Toplumsal üretim ve toplumsal üretim ilişkileri belli bir seviyeye ulaşmadan,
insanlığın nihayi kurtuluşunun da gerçekleşemeyeceği açıktır. Kendi tarihlerini
kendileri yapan insanlar, bunu sahip oldukları üretim ve üretim ilişkilerinden
bağımsız olarak başaramaz.
Üretici
güçler ile üretim ilişkileri arasındaki çelişme ya da bir başka söylemle;
emek-sermaye arasındaki çelişme olgunlaşmasına karşın öznel güçlerin hareketi
olmadan, emek sermayenin iktidarını deviremiyor. 2013 Haziran sonunda,
Mısır’da, tarihin en büyük kitle ayaklanması oldu. Bu maddi bir güçtü. Ancak bu
güce yön veren marksist bir düşünce değildi.
Eğer o kitle
Marksist düşünce ile hareket etmiş olsaydı, bugün iktidar, Mısır burjuvazisinin
elinde değil, Mısır proletaryası ve emekçilerin elinde olabilirdi. İşte,
düşüncenin maddi bir güç haline gelmesi, Mao’nun önemle üzerinde durarak
belirttiği, bilincin maddeye dönüşmesi önermesinin pratiksel görüngüsü budur.
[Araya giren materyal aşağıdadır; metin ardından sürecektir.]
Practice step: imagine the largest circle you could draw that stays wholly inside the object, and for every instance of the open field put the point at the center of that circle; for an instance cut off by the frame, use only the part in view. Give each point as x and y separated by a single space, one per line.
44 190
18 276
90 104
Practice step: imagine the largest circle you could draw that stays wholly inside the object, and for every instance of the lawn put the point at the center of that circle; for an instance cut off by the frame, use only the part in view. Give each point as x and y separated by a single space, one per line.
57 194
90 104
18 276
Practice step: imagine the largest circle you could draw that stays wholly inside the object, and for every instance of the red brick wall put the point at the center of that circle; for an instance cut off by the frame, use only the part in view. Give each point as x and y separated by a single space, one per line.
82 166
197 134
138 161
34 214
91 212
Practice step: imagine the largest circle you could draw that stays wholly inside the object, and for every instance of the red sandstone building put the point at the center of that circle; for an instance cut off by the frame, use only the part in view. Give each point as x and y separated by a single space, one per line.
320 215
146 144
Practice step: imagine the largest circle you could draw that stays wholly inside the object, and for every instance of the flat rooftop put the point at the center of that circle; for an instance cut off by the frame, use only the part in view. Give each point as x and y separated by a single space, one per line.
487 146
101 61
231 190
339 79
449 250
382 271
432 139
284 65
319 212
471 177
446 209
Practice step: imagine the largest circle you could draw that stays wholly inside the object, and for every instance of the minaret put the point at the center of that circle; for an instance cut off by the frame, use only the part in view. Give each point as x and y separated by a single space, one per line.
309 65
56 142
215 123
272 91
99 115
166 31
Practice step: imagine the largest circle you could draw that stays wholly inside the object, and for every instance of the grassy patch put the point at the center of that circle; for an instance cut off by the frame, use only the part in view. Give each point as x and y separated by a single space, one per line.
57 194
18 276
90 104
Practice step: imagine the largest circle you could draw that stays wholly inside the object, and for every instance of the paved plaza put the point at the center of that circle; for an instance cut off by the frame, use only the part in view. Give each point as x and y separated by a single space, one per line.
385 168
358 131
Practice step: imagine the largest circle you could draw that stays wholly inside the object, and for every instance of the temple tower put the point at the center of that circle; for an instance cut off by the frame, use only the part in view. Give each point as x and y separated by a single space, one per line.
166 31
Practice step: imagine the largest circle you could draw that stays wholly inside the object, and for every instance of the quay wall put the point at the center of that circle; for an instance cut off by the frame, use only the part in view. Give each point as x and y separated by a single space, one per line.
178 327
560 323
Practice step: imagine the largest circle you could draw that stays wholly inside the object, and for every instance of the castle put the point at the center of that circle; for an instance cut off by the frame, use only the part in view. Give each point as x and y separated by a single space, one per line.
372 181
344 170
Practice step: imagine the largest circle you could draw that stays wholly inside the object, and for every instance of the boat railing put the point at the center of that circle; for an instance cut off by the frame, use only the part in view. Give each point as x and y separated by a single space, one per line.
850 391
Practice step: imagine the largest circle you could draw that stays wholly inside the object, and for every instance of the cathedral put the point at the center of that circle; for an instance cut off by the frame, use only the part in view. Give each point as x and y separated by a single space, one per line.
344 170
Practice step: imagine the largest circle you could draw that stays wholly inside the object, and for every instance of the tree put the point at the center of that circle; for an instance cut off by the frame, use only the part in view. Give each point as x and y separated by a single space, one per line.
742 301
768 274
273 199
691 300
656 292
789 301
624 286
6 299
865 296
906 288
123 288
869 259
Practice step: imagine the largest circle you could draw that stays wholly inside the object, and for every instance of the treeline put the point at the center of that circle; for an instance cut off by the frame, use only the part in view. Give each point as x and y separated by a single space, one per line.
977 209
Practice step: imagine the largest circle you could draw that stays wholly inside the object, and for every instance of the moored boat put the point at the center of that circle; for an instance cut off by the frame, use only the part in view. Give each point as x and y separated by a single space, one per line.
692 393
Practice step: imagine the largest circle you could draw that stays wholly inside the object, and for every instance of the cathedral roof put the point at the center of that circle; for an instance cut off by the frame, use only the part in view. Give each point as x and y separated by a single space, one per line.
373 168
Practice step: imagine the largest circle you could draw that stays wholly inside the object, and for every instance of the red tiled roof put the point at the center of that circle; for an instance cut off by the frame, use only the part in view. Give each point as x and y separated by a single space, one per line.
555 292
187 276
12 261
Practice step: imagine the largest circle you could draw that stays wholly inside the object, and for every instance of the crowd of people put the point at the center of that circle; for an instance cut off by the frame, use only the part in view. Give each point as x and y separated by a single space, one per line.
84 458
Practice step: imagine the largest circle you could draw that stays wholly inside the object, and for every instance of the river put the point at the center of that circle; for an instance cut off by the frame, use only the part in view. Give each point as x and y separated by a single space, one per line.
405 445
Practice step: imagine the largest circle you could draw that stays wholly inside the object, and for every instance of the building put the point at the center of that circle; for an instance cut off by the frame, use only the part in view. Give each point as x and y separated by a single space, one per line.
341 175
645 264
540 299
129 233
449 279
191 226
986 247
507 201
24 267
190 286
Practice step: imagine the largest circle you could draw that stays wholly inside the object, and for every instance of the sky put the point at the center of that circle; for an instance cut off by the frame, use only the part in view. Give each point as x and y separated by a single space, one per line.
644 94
Düşüncenin madde üzerindeki etkisine ilişkin Mao’da bundan başka bir şey
bulunmaz.
Ama Lenin’de
düşünce ve bilgi üzerine daha etkin belirlemeler bulunur. Felsefe
Defteri’ndeki, “Bilgi teorisinde pratiğin yeri” başlıklı notunda:
“… nesnel
dünyayı sadece yansıtmakla kalmaz insan bilinci, yaratır aynı zamanda”[4] der.
“İdealist”
Lenin(!)
Lenin’e göre
insan bilinci sadece nesneyi yansıtmakla kalmıyor, aynı zamanda nesneyi
yaratıyor. Özneyi, aynayla karıştıranlara cevaptır bu. Bilinç, maddenin bir
yansıması ama aynı zamanda o, maddeyi değiştiren, dönüştüren ve yaratan bir
içkinliğe de sahiptir.
Verili
durumun değiştirilmesi diğer felsefelerin sorunu olmamıştır ama diyalektik
materyalist felsefenin en temel sorunu olmuştur. Mao, düşüncenin diyalektiğini
bu temelde ele almıştır. Mao’nun “bilincin maddeye dönüşebilirliği” tezini
eleştirenler ve bunda “idealizm” bulanlar ise verili durumu yorumlamakla
yetinmeyi öne çıkardıkların ayrımında bile olmadıkları gibi “düşüncenin maddeye
dönüşmesi”ni inkar etmekle de maddenin içeriğini boşaltarak, madde ve bilinç
ilişkisi karşısında materyalist diyalektikten uzaklaştıklarının, ne yazık ki
ayrımında olamamışlardır.
ÇKP, 1933
yılında Mao’nun görüşlerini kabul etmeseydi Çin devrimi gerçekleşemeyebilirdi.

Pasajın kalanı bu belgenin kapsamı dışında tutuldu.